You know those families that talk about everything in life. The ones that actually have relationships with one another.
That's not mine.
Growing up, I was taught, intentionally or unintentionally, to not show your emotions.
Don't talk about your problems.
Don't let people know that you have so much pain in your life.
Don't ever let people in.
Because if you do, they won't accept you.
So here I am now....21 years old in my "prime" years of life. And I find myself struggling to find a purpose.
I find myself not being accepted. Not because I let people in to my life and expressed how I felt. But because I didn't. I look around and find all of these people in relationship with one another. Praying with each other. Crying with one another. And then I see myself.
Alone
Empty
Thirsting for that kind of relationship.
Begging God to just bring someone into my life...anyone at all...that would recognize my hurt, my wounds, my frustrations. Someone that I could have a real relationship with.

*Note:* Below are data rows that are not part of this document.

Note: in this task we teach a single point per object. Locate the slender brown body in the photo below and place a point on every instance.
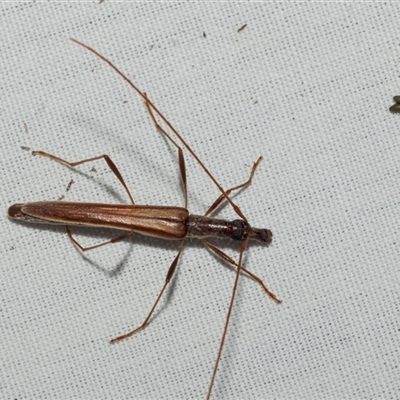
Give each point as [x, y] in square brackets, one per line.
[173, 223]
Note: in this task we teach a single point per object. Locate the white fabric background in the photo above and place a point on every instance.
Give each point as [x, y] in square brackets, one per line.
[307, 86]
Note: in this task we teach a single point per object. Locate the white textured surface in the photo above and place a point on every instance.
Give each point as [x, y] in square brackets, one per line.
[308, 86]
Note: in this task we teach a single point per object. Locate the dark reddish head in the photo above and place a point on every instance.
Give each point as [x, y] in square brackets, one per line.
[242, 230]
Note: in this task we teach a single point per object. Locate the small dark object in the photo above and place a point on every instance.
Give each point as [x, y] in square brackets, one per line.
[395, 109]
[69, 185]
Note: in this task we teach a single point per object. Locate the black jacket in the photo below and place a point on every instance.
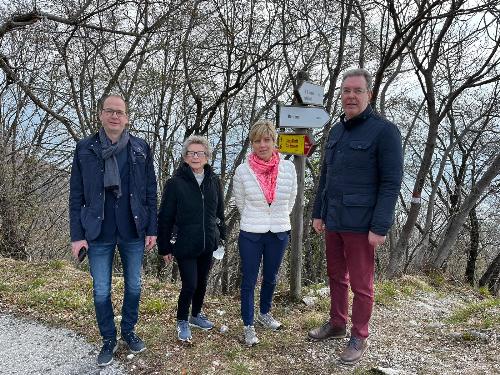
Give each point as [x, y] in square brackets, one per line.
[192, 214]
[86, 195]
[361, 175]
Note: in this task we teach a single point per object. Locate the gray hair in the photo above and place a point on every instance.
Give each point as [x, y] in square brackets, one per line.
[105, 97]
[359, 73]
[262, 128]
[198, 140]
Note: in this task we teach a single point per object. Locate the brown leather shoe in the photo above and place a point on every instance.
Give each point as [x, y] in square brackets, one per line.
[326, 331]
[354, 350]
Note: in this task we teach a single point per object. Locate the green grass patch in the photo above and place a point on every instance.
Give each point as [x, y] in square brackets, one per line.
[480, 314]
[437, 279]
[386, 293]
[154, 306]
[484, 291]
[312, 321]
[240, 368]
[56, 264]
[3, 287]
[37, 283]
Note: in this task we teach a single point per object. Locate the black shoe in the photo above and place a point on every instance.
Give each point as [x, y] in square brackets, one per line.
[135, 344]
[105, 356]
[326, 331]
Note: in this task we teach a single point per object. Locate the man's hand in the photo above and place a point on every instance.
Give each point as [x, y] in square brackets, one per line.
[318, 225]
[77, 245]
[150, 242]
[375, 239]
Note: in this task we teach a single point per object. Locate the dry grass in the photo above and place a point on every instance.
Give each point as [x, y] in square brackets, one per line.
[58, 294]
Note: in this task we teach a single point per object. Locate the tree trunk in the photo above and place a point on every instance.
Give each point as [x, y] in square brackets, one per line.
[491, 276]
[474, 247]
[444, 249]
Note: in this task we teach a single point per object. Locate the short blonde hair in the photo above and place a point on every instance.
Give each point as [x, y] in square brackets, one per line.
[199, 140]
[262, 128]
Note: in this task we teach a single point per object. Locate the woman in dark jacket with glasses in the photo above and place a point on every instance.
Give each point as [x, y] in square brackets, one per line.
[190, 227]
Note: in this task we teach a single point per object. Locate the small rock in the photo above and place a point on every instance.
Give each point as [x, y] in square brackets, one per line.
[309, 300]
[479, 336]
[323, 292]
[435, 325]
[386, 371]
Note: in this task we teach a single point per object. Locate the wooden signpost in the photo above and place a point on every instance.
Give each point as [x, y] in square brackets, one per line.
[306, 113]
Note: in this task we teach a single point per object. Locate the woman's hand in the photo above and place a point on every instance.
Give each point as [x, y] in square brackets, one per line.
[318, 225]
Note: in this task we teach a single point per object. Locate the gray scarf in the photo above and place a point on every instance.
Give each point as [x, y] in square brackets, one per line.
[112, 179]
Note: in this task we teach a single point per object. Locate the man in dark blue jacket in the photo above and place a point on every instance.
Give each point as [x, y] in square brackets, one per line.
[113, 203]
[358, 189]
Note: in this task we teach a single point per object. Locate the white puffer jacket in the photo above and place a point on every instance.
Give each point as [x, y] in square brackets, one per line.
[257, 216]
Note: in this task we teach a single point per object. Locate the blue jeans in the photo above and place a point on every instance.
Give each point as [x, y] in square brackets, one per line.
[101, 256]
[254, 247]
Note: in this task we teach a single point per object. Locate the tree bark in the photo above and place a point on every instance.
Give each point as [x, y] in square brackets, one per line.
[491, 276]
[474, 247]
[446, 245]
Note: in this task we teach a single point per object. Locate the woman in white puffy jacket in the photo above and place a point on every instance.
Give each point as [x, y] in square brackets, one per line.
[265, 187]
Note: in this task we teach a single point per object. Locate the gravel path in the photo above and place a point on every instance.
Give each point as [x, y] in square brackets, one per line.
[30, 348]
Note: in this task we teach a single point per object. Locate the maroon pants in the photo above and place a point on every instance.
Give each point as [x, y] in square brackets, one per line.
[350, 260]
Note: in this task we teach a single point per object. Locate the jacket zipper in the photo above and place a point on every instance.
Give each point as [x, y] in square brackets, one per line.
[103, 190]
[203, 213]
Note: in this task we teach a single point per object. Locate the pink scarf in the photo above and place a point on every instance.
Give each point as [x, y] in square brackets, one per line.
[267, 173]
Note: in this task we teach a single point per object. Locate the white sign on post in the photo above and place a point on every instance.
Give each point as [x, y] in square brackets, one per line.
[311, 93]
[291, 116]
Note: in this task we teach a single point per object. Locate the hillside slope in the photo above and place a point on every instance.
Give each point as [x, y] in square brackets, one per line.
[419, 326]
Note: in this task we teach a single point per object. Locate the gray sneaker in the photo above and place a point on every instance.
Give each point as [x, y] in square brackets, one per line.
[250, 336]
[183, 331]
[268, 321]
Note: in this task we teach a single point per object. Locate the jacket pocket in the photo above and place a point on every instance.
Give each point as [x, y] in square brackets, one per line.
[357, 211]
[359, 154]
[330, 151]
[189, 241]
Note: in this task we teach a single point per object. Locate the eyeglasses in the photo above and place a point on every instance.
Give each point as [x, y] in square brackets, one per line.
[110, 112]
[357, 91]
[199, 154]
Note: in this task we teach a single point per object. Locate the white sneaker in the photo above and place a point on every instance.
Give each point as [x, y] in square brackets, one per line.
[250, 336]
[268, 321]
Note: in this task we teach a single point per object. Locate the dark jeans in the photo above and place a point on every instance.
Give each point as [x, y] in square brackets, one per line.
[194, 277]
[101, 256]
[254, 247]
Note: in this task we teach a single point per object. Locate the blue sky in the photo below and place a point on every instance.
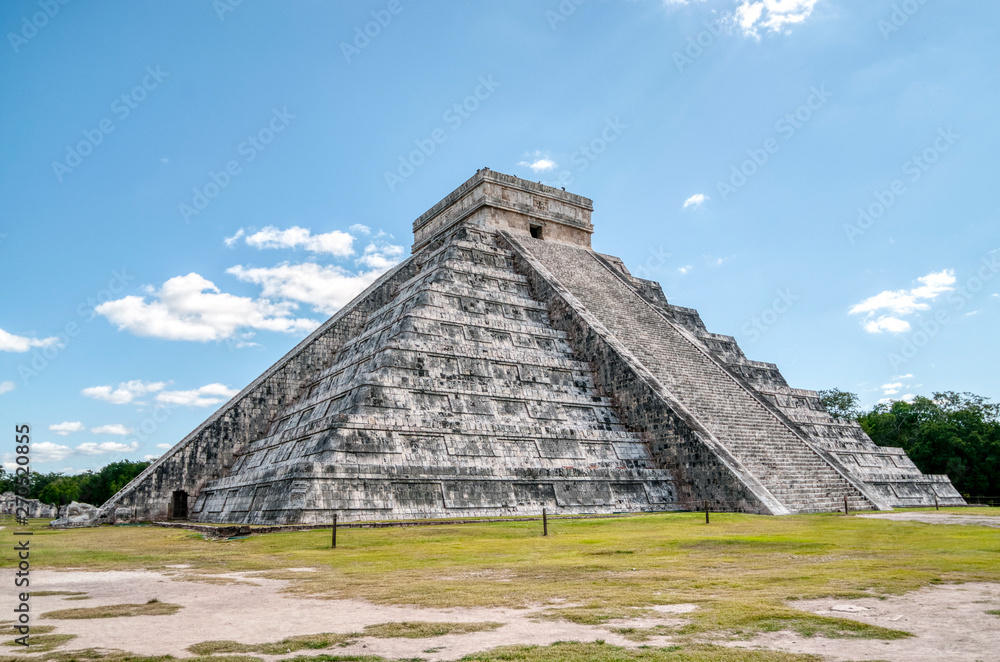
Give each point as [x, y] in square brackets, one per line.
[189, 187]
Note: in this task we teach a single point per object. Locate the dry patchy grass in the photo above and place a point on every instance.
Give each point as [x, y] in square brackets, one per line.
[41, 643]
[311, 641]
[740, 569]
[421, 629]
[152, 608]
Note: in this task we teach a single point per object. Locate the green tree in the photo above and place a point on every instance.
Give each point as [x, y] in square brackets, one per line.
[840, 404]
[951, 433]
[61, 491]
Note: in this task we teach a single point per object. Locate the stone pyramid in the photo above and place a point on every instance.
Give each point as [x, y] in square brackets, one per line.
[506, 367]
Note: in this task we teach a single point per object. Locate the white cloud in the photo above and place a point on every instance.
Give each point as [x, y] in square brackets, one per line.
[192, 308]
[114, 428]
[124, 393]
[66, 427]
[382, 257]
[695, 200]
[325, 288]
[46, 451]
[94, 448]
[884, 310]
[336, 243]
[231, 241]
[210, 394]
[540, 165]
[885, 323]
[754, 16]
[11, 343]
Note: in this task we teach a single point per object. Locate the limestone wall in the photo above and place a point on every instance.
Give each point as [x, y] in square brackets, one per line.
[207, 453]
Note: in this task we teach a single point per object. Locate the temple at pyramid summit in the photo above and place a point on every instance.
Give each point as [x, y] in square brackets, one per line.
[504, 367]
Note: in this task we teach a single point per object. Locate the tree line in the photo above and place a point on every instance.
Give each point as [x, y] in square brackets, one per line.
[91, 487]
[957, 434]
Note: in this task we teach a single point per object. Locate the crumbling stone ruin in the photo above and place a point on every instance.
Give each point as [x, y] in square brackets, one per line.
[75, 514]
[32, 508]
[506, 367]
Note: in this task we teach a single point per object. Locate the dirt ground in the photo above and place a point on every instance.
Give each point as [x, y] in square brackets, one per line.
[253, 610]
[950, 621]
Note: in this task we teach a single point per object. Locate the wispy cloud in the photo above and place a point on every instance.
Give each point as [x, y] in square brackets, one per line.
[125, 393]
[885, 310]
[539, 165]
[335, 243]
[756, 16]
[695, 200]
[66, 427]
[192, 308]
[327, 288]
[14, 343]
[114, 428]
[206, 396]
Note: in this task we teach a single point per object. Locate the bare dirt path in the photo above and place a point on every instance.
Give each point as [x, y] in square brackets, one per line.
[255, 611]
[950, 621]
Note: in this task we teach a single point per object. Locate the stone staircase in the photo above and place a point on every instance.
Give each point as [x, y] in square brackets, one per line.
[794, 472]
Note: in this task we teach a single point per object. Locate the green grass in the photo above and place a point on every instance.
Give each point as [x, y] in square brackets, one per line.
[644, 634]
[421, 629]
[740, 570]
[152, 608]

I find myself just wandering around life, wanting to express all of these feelings but not knowing how. I know that if I can just let out my anger, my pain, my sadness that there has to be a way this could get better. But I don't know how.
So this blog is one step in the right direction. One small step for me to actually express my feelings. One small step for me to be able to talk about my hurts.
This is just a small step towards me being able to accept myself and accept the fact that I am forgiven and I am loved by my Father.